No More Purloining & Flattering Press?

The cabinet at Washington (1861; LOC: LC-DIG-ppmsca-19482)

Keep those documents locked up

From The New-York Times November 21, 1861:

THE GOVERNMENT AND THE PRESS.

Arrangements have been made between the Heads of Departments in Washington and the representatives of the New-York Press, by which, it is hoped, much of the inconvenience and dissatisfaction hitherto connected with the publication of official documents may be avoided. Up to the present time, there has been nothing like system introduced into this matter; it has been left to take care of itself. Every leading newspaper has kept three or four reporters in Washington, mainly to watch the Departments, and get hold first of such official documents as might be in their possession. The business thus became a mere scramble, entailing infinite annoyance upon the Secretaries and Heads of Bureaus, and leading to practices in the highest degree derogatory to the character and position of the Press. It became dangerous to leave a public document upon any Secretary’s desk, lest it should mysteriously disappear and make its first appearance in the columns of some enterprising newspaper. Some journals, much more zealous for news than for the preservation of their self-respect, devoted themselves to the purchase of special favors in this way, by filling their columns with fulsome flattery of special members of the Government who had them to bestow, and unscruplous abuse of others who might decline thus to traffic for their own advantage in documents belonging to the Government and the people at large. The whole thing was becoming a nuisance to the Secretaries, fatal to the independence and self-respect of the Press, and degrading to the gentlemen employed as reporters at Washington.

Simon Cameron, Senator from Pennsylvania, Thirty-fifth Congress, half-length portrait (1859; LOC: LC-DIG-ppmsca-26624)

Secretary Cameron: more system in document disclosure

The matter was finally taken in hand by the Secretary of War, and put upon a better footing, with the hearty concurrence of every branch of the Government. It has been agreed that all official documents of whatever kind, emanating from the Departments, shall be delivered to the general agent of the Associated Press at Washington, — and to him alone, — for prompt and simultaneous transmission to such papers as may desire to receive them by telegraph. This will put an end at once to complaints or suspicions of favoritism on the one side, and of bad faith or the betrayal of confidence on the other. It will relieve the Secretaries from the annoyance of being dogged every day by an army of reporters, eager to get sight of some official document in their possession, and will enable reporters and correspondents to devote their attention to some more intellectual, department of their profession, than that which has hitherto engrossed the larger share of their attention.

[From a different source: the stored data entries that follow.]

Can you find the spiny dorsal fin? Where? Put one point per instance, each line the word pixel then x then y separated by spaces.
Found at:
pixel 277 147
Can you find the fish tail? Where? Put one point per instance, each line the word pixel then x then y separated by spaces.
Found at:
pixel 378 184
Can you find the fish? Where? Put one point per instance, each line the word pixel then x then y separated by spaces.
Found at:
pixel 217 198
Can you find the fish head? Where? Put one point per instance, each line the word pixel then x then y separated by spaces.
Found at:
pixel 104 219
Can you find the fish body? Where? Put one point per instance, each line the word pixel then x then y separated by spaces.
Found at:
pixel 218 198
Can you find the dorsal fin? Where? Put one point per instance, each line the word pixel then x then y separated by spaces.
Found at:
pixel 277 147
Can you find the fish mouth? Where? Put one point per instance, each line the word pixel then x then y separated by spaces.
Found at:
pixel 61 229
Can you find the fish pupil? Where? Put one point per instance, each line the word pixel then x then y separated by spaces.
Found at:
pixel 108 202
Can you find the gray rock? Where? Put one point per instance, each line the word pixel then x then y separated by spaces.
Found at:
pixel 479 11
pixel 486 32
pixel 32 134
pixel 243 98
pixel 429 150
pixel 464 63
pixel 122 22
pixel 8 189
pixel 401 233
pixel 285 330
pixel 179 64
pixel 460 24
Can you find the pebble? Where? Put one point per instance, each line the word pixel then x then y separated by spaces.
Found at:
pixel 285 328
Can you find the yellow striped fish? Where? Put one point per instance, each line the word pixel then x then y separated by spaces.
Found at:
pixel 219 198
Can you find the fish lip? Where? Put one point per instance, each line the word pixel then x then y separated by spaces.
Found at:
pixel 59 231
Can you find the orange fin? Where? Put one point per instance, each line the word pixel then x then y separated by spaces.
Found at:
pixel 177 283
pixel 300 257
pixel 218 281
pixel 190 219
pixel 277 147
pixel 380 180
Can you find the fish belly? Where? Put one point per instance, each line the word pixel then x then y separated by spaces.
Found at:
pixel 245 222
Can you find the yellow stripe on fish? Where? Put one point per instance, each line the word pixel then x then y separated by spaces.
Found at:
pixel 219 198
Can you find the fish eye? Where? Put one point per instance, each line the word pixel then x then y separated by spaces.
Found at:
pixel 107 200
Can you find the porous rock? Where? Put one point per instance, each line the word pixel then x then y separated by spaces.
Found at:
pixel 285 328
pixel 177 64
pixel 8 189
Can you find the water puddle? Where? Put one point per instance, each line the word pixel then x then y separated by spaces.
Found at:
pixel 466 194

L.A. Gobright, Pres of Associated Press (between 1865 and 1880; LOC: LC-DIG-cwpbh-05107)

Lawrence A. Gobright - two angles

In England and France this matter has long been reduced to as much method as any other branch of the public service. The French Government publishes all its official documents in the Moniteur alone, leaving other papers to copy from its columns. In England every document which the Government desires to have made public is sent simultaneously to all the London daily journals: and such a thing as favoring one at the expense of another, with such intelligence, no matter what may be its position or political character, is utterly unknown. The same course will now be pursued here, to the very

It seems logical to give the information to the Associated Press, and its Washington correspondent was well-respected.

The chief Washington journalist for the Associated Press at this time was Lawrence A. Gobright, whom you can read about at Mr. Lincoln’s White House:

By the Civil War, Gobright was a newspaper veteran and the most experienced journalist in the city, having begun his reporting in Washington in 1834. When he died, the New York Times reported that respected Gobright “was one of the most honest, upright and faithful of men, and during the civil conflict he enjoyed the fullest confidence of President Lincoln and Secretaries Seward and Stanton, often being called upon to assist them in the preparation of proclamations and other important documents which were finally intrusted to his hands for telegraphing.”1 Gobright was a witness to and reporter of many of the important events of Lincoln’s presidency from his inauguration to his death.